Tuesday, August 01, 2006

My Good Deed for the Day

Hello, friends. My sincere apologies for my absence this summer, but I am on something of an unforeseen sabbatical. It never occurred to me that once school (in my case, preschool) closed and my daily schedule actually became a day-follows-night-follows-day marathon of fetching popsicles and wiping … oh, well, you know, that I would lose the several hours a week I normally take to post to the blog. Anyway, I just couldn’t pass this up today.

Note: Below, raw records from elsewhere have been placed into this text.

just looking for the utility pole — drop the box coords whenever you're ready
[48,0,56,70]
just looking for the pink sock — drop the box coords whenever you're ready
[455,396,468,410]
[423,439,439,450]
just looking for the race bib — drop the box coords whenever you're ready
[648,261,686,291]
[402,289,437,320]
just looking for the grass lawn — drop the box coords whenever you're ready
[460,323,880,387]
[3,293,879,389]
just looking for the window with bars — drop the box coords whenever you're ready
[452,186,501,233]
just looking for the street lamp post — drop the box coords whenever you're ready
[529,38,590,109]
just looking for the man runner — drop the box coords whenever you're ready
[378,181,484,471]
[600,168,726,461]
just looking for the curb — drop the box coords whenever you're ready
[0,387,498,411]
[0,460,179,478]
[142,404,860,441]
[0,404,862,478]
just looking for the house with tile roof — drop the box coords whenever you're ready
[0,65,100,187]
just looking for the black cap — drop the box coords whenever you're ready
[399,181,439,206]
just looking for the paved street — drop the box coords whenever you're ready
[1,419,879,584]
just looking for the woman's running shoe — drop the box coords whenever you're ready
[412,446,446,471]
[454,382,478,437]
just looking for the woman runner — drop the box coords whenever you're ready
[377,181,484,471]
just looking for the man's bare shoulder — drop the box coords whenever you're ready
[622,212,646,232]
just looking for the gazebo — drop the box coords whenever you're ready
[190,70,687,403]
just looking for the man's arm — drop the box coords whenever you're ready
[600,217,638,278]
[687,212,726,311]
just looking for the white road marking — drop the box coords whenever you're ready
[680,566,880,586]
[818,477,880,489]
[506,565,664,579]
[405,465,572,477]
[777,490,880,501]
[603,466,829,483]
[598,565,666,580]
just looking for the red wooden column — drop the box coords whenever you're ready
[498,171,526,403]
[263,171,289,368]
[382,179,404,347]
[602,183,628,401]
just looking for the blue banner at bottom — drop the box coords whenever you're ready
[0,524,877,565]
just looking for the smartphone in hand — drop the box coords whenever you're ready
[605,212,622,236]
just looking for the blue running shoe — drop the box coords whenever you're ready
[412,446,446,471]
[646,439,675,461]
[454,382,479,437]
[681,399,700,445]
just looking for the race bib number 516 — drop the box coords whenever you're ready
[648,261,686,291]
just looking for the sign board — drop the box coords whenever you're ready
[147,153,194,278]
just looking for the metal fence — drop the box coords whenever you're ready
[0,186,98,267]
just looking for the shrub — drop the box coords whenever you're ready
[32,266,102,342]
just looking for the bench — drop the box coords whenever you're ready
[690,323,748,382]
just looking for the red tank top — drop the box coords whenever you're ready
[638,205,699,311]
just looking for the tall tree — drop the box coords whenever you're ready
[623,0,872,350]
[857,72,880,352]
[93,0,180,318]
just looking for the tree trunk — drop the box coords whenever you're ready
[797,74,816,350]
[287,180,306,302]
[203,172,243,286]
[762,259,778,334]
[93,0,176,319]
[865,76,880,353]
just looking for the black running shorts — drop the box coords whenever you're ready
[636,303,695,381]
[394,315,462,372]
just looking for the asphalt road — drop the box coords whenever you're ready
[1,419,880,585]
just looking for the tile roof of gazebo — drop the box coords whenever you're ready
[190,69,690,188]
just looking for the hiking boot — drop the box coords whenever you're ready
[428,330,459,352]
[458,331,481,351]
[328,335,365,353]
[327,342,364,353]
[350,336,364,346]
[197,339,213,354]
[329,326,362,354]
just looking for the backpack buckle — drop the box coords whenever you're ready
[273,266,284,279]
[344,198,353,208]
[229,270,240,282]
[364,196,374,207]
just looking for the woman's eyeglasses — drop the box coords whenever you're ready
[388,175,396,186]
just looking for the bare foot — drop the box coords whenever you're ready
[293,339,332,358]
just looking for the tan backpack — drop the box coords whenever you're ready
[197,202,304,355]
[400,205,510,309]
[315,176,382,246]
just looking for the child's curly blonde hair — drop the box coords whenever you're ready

So there I am parking my car at the Ukrop’s at Sycamore Square when I notice something stuck into the driver’s window of the car beside mine. In big black letters it reads “W.W.J.D.” Oh, OK, I think. But on closer inspection, I see that it doesn’t say “What would Jesus do?” but “Who Will Jesus Damn?”

And then it gives a list. The Hypocrites. The Unforgiving. Homosexuals. Fornicators. The Wicked. The Covetous. Backbiters. Haters of God. Boasters. Inventors of evil things. (Toy packaging, perhaps?). The Unrighteous. The Effeminate (does that count women?) Drunkards (Goodbye, Mel). The Abominable (snowman?). Whoremongers. Sorcerers. And so on.

I looked around to see if these things were stuck on all the windows and I saw no more. Not one. I looked to see if the white car had any overtly evil (read: liberal) bumper stickers, but no. Something, though, had made this kind person who left this thing deeply concerned for the mortal soul of sinner who drives the white car.

Under the list of the damned, it said this: “Wait a minute! Isn’t Jesus all about love and warm feelings?”

Then turn it over and it reads:

“Perhaps this isn’t the Jesus you’ve heard about. Maybe, just maybe, the Savior from the Bible isn’t all about warm fuzzies.”

It goes on from there to quote Revelation -- “His eyes were as a flame of fire … clothed with a vesture dipped in blood … out of his mouth goeth a sharp sword … smite the nations … rod of iron … fierceness and wrath of Almighty God …”

Oh, heavens. Then:

“You see, Jesus isn’t just a teddy bear (really, you can make one at Build-A-Bear!) kind of guy to be ignored or simply mention as a curse word. He will one day be your judge. He has all the evidence he needs to damn your soul to hell, and that day may be just one heartbeat away. ...

“Things aren’t looking too good for you friend. There is only one way to escape your just and impending damnation. Repent of you [sic] sins. …”

And on from there. It gives a Powhatan P.O. Box and a website which I shall not put on here, because I don’t want to be responsible for a single additional hit.

How do I remember precisely what was on that card? Because I took it. That’s right, my good deed for the day was to spare that person coming out of Ukrop’s the intense rage they would have felt all day. That, my friends, makes me a thief. Condemned to damnation in 1 Cor. 6:10.